Attentato in Afganistan: morti quattro italiani



ROMA – Ancora una strage di militari italiani in Afganistan. Un mezzo corazzato Lince, il veicolo tattico leggero multiruolo (Vtlm) a trazione integrale 4×4, che può essere impiegato in ogni ambiente operativo, di scorta a un convoglio civile di circa settanta automezzi, è saltato fatto in aria con un ordigno esplosivo artigianale, uno Ied (Improvised Explosive Device), nascosto ai bordi della strada. Quindi un commando di terroristi ha bersagliato con raffiche di mitra il resto della colonna italiana.
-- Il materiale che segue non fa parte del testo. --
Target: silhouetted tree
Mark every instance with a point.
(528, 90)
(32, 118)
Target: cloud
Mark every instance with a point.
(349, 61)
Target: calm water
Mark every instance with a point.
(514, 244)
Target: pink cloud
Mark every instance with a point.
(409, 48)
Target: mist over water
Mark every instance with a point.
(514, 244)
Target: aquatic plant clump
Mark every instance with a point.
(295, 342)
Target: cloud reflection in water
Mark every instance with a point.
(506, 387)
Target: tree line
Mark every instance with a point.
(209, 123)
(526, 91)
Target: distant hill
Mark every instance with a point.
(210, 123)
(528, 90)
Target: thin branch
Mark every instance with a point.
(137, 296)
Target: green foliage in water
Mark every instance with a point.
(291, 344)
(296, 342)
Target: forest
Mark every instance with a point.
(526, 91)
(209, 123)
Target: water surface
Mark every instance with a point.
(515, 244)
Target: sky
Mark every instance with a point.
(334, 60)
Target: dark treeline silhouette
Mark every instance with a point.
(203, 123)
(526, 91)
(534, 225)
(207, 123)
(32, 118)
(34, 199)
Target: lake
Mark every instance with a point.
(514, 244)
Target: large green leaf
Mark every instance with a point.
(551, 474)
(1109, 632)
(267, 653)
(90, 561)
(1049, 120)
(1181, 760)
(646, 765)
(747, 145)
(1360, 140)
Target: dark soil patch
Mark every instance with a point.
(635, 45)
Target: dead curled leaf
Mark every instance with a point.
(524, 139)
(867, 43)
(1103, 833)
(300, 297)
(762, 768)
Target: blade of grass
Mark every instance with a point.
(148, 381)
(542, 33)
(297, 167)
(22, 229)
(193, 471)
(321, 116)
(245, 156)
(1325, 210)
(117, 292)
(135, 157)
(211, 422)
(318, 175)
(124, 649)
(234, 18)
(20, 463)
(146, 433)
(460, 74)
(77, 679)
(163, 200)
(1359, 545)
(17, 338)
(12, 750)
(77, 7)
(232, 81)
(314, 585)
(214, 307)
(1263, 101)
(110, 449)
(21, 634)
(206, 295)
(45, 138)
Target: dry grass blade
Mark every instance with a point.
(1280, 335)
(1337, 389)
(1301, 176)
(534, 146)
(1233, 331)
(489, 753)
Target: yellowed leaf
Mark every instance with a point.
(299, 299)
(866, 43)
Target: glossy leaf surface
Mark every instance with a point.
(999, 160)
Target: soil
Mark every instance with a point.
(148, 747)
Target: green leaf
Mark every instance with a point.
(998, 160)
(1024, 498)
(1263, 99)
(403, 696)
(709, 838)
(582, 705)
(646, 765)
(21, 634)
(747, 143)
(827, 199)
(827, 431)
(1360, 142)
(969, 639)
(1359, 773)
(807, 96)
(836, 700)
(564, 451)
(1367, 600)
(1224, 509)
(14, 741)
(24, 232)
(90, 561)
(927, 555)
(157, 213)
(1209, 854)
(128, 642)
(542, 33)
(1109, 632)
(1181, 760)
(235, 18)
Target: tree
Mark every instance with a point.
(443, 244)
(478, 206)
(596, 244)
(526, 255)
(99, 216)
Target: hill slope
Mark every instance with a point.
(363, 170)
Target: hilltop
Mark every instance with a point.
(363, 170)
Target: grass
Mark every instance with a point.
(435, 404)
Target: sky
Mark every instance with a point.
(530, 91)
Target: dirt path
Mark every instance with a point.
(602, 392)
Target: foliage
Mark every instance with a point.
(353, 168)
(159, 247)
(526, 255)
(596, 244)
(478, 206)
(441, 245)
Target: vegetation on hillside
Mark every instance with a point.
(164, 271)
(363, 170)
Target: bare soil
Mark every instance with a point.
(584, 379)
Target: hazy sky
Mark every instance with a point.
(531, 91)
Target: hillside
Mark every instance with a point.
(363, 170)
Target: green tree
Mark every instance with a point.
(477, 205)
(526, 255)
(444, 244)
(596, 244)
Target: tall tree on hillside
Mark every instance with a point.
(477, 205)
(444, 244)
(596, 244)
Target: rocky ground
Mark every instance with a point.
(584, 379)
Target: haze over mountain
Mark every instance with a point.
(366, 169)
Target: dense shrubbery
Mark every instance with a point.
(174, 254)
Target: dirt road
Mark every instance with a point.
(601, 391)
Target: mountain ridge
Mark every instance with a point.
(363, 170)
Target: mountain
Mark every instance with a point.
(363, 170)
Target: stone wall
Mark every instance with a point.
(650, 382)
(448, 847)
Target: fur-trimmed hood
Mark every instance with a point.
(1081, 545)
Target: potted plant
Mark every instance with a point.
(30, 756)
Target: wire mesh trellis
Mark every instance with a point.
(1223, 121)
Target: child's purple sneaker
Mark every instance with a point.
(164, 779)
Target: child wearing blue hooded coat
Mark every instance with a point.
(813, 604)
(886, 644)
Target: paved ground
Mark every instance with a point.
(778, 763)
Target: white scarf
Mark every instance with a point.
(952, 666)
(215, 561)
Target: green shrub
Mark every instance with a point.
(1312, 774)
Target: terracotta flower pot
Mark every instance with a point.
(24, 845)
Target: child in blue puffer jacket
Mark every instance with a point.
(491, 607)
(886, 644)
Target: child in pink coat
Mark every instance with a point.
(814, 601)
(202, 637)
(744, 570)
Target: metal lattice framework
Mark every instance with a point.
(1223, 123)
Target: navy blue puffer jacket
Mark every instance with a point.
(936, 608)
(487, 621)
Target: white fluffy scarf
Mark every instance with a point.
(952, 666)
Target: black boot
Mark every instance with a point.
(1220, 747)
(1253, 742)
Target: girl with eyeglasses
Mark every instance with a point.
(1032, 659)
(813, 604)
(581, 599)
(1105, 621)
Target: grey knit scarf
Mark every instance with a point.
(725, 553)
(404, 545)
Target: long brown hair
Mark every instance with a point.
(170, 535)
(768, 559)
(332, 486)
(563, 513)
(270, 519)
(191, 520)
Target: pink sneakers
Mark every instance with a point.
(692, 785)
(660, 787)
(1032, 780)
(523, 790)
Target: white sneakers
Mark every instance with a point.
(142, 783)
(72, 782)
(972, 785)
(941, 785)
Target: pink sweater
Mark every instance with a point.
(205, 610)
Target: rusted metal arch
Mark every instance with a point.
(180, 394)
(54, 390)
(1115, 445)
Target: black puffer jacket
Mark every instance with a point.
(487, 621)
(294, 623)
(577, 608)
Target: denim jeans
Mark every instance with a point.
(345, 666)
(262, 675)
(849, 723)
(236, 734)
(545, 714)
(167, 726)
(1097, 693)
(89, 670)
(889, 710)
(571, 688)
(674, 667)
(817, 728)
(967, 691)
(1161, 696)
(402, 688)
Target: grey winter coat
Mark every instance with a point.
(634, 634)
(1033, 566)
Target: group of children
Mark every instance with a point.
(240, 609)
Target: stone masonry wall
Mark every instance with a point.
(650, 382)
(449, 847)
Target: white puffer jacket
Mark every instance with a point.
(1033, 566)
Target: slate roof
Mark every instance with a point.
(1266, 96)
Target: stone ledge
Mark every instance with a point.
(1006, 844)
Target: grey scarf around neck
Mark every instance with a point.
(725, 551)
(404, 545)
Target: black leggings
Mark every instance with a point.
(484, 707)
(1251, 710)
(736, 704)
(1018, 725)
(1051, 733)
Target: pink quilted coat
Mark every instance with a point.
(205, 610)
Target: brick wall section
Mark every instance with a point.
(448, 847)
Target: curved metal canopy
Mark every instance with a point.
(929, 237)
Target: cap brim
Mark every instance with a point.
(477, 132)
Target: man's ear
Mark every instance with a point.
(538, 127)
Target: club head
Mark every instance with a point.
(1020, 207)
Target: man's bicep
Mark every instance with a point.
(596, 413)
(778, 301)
L’attentato dinamitardo, avvenuto nella provincia del Gullistan, nell’area di competenza italiana del Prt (Provincial Reconstruction Team) di Herat. ha ucciso sul colpo quattro militari italiani. Secondo le fonti del Ministero della Difesa, nell’attentato un quinto militare è rimasto ferito e si trova in condizioni molto gravi.
Gli italiani hanno risposto al fuoco e hanno messo in fuga gli attentatori talebani. A darne notizia è la stessa Farnesina.
Soltanto meno di un mese fa, durante un’attività operativa in Afghanistan, ha perso la vita il capitano Alessandro Romani, le cui esequie si sono svolte presso la Basilica di Santa Maria degli Angeli a Roma.